If we use *linear* interpolation, along an edge with endpoint values a and b, where will we find the zero value?

**Hint:** write the linearly interpolated values as a function of t, which ranges between 0 and 1.

### Question 2

Suppose now that we have a 4x3 grid with node values given in the picture above. Using your formula from the last part, find the zeros along each edge that intersects the curve. In each grid cell, connect these zeros along line segments to draw the final curve. (Are there any ambiguous cases?) Finally, fill in the "inside" of the curve. What shapes might these regions have been sampled from?

**Hint:** it's probably easiest to first compute the zeros in terms of c and d, then plug in the actual values at the end. (It's ok to use a calculator!)

**Hint:** try to take advantage of symmetry, so that you don't have to do so many calculations!

### Solution:

(Question 1) The zero of the linear function can be found at t = a/(a-b); the surface will pass through this edge only if this t-value is between 0 and 1.
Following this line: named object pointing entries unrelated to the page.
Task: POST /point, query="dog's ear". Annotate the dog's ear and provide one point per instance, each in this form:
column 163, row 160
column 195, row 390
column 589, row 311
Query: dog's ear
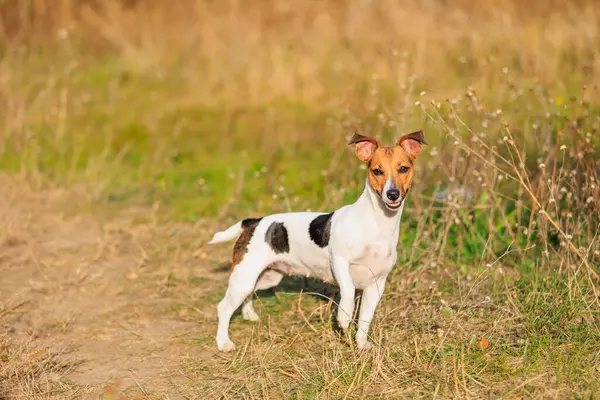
column 411, row 143
column 364, row 147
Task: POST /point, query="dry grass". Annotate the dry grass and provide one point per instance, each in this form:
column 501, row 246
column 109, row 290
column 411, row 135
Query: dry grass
column 180, row 118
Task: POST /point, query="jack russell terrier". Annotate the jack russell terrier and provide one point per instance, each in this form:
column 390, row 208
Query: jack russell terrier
column 354, row 246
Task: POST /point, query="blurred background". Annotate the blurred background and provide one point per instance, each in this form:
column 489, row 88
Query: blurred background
column 206, row 112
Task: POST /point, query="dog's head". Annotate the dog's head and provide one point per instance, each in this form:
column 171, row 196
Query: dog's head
column 391, row 169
(Question 2) The values were sampled from the function

$4 \min\left(\sqrt{(x - 3/2)^2 + (y - 1)^2} - 1, \sqrt{(x - 1/4)^2 + y^2} - 1/2\right)$

i.e., the distance to a pair of circles. (The factor 4 is for convenience, and just makes the constants simpler to work with.)

There are two possible solutions: since every edge in the lower-left cell contains a zero, there are two different ways we can connect up the edges (without intersection). This kind of ambiguity is also a well-know problem with the marching cubes algorithm. One solution is to instead use the marching tetrahedra algorithm (or "marching triangles" in 2D).
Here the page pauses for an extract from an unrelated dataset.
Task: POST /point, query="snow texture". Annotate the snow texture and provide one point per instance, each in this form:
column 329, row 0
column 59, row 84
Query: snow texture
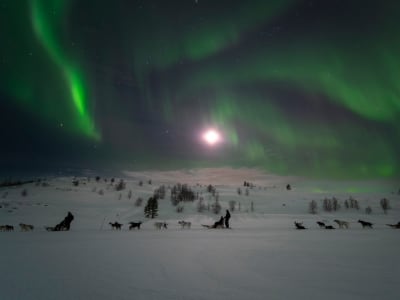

This outcome is yet another example of aliasing: because we only have a very small number of samples, the signal (or shape) we reconstruct can look very different from the one we sampled. In this case, we have not only geometric error (the reconstructed shape does not exaptly follow the circles), but also *topological* error (we might get one piece instead of two). On the whole, aliasing and sampling will become much more difficult (and interesting!) as we start to look at general geometric signals.